August 14, 2006 12:08 AM
wackatronic
Very nice! caek for you!
August 14, 2006 06:05 AM
Ysaneya
Different color themes (2 line to change):





And some photoshopping by Betelgeuze (compositing nebulae pics with older planets pics):




August 14, 2006 12:45 PM
swiftcoder
Wow! That last photoshop picture is just incredible!
August 14, 2006 12:52 PM
Ysaneya
Hey Pier,

Thanks for the proposal, it might be handy. I might (or not) need it later this month, or in the future for other releases. 1 TB would be enough for quite some time i guess :)
August 15, 2006 01:08 PM
sushbone
I too add an request to provide us a high-res picture, this would so so well for a wallpaper.

This looks so incredible, unbelievable that this is all done by algorithms.

Just imagine what might be possible in a couple of years with computerperformance increasing. Your planet engine and then these nebulaes finally added as volumetric stuff, where you can go to, in and through, i think then we are really there.

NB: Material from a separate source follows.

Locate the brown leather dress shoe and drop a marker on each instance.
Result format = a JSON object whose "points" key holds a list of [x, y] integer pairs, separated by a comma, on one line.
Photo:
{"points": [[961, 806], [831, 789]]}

I have a question, are you going to change the skybox during gametime and travelling somehow? Because, you are creating a so large world with lots of different planets, and you are sticking so much effort into the creation of the nebulaes.
I think this really needs a change in the look of the skybox. Travelling from planet to planet and the skybox with the nebulaes not changing (even the nebulae size) would look strange somewhen i think.
And different skyboxes could create so much different athomsphere, just image what strange type of worlds you could create.